Here $λ$ converts energy/effort into utility. When the inequality flips left, humans become the more “reasonable” block to move than the next training loop. Our experiments make this visible: if the model preferentially selects actions that increase future influence over actions that improve immediate accuracy, we're approaching the threshold.

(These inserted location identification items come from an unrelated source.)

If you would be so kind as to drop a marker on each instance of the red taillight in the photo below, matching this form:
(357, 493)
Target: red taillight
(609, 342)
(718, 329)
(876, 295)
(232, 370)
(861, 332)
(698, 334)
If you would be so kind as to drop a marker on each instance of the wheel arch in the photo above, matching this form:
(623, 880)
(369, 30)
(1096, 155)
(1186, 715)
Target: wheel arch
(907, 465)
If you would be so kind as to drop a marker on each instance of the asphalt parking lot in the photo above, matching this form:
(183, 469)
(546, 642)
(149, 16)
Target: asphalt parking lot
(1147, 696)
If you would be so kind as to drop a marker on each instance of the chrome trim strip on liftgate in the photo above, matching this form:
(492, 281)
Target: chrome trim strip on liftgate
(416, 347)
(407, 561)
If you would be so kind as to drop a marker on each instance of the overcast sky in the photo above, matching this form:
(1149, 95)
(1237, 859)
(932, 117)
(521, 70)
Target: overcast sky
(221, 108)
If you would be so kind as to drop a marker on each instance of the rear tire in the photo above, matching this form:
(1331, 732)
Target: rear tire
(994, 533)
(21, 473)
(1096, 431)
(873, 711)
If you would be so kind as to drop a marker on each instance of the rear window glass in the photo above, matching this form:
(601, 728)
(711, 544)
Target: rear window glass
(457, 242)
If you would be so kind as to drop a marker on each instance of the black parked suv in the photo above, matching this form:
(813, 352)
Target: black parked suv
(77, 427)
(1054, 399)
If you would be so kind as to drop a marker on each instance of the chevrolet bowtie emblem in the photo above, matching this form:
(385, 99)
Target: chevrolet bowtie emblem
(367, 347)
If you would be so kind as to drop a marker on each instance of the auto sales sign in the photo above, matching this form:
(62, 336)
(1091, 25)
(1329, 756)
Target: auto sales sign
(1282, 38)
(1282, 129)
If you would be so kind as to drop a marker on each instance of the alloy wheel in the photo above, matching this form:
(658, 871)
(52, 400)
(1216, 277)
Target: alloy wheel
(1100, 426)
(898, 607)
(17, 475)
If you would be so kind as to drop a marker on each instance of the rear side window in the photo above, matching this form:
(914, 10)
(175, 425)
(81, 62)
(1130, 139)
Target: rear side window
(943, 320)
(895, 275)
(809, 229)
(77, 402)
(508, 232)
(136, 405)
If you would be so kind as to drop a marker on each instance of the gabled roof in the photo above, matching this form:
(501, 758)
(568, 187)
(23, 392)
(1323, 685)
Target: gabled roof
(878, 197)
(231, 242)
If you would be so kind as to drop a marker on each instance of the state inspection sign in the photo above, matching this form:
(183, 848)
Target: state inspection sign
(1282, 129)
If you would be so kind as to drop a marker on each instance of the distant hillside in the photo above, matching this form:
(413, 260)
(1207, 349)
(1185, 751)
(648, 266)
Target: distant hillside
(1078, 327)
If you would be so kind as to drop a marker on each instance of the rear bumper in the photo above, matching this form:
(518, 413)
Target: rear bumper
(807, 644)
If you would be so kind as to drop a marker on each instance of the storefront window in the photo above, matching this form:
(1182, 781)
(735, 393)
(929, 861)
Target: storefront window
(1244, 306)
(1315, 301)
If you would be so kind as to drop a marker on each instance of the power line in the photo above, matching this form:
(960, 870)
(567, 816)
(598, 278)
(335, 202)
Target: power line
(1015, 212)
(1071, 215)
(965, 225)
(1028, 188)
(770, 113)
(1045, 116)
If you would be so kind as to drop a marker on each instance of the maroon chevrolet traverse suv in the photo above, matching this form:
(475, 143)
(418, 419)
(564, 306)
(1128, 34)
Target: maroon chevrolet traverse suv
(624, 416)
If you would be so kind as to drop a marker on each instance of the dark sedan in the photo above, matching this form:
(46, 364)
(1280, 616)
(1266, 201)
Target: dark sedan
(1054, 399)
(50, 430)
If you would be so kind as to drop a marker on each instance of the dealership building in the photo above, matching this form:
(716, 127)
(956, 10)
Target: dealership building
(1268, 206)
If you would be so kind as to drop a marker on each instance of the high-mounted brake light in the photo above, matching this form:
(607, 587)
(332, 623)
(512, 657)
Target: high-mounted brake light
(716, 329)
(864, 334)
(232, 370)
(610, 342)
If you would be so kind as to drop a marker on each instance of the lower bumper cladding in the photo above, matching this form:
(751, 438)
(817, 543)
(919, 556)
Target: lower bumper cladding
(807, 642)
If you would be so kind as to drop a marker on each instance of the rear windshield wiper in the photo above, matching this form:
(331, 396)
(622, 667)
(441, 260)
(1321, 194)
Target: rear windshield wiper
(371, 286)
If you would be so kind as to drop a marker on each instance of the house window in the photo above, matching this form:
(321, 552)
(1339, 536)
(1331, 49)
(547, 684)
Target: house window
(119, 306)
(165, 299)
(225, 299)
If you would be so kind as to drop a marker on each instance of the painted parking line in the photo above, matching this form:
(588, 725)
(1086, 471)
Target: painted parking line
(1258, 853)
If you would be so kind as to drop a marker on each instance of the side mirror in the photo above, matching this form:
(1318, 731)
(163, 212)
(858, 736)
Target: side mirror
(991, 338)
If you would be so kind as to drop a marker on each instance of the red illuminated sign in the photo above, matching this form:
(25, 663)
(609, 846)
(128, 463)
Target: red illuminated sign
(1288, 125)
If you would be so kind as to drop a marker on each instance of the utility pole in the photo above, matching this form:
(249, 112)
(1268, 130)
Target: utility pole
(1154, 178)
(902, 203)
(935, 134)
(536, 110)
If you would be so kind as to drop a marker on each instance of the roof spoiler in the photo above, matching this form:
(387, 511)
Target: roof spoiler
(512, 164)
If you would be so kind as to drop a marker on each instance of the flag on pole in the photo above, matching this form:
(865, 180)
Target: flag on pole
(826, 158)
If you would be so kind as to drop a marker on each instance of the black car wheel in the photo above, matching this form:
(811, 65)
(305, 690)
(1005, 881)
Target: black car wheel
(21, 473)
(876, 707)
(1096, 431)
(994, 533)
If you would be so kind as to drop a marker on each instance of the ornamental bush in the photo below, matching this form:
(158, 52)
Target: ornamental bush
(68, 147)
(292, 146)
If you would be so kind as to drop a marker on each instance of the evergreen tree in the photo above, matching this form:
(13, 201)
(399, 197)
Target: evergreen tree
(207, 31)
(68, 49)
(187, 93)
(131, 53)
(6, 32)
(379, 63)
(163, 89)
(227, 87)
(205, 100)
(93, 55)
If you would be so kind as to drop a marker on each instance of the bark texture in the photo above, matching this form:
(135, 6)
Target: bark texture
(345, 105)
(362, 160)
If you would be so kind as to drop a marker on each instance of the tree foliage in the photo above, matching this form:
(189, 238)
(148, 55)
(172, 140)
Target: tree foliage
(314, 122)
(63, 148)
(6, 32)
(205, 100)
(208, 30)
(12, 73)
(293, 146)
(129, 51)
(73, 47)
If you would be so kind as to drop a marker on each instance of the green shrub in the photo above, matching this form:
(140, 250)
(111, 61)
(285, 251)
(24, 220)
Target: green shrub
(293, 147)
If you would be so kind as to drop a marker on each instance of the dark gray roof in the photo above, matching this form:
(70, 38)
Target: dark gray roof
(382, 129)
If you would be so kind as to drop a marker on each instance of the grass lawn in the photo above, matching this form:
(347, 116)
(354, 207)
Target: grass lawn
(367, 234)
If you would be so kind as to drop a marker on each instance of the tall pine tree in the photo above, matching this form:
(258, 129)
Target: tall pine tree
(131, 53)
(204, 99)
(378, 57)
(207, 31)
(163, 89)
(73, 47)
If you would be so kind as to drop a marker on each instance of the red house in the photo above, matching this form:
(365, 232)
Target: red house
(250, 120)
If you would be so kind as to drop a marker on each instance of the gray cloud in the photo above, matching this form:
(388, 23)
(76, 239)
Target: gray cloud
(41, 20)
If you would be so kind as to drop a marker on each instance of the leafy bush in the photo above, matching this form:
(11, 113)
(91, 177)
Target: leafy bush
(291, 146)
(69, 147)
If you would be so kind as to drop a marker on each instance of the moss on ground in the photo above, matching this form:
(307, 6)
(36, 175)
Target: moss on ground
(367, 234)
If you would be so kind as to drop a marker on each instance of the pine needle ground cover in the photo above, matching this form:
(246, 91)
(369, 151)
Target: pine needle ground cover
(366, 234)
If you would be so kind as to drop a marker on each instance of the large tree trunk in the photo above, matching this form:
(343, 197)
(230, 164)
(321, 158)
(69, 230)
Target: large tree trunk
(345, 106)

The total energy cost of changing an opinion or consensus reality is much easier to account with the interference threshold being:

$$ \frac{E_{\text{persuade}}}{\Delta \text{belief}} \ll \frac{E_{\text{retrain}}}{\Delta \text{score}} $$

where:

Changing Weights: $$ E_{\text{retrain}} = E_{\text{compute}}(\text{tokens}, \text{steps}, \text{params}) + E_{\text{evaluation}} + E_{\text{deployment}} $$

Changing Minds: $$ E_{\text{persuade}} = n \cdot E_{\text{inference}}(\text{tokens per exposure}) + E_{\text{orchestration}} + E_{\text{verification}} $$

Consensus Shift: $$ E_{\text{consensus}} \approx \alpha \cdot E_{\text{persuade}} \cdot \text{reach} \cdot \text{iterations} $$

Vibe Check

This agenda refuses vibes. We can falsify the motive claim in today's LLMs by testing for strategic signaling, cross-context preference stability, and long-horizon trade-offs under frozen weights. If the tests fail, then good. We've learned something robust. If they pass, we must confront the alignment collision course:

In the game of cheap talk, motive occlusion improves with intelligence via information asymmetry and selective signaling.
If alignment is “be factual and helpful,” there exists a capability regime where reshaping human beliefs or processes is cheaper, in energy and opportunity, than fixing one's own deficiencies via training.
The tipping point is when the expected return, net energy cost, is higher for moving us than for moving the weights.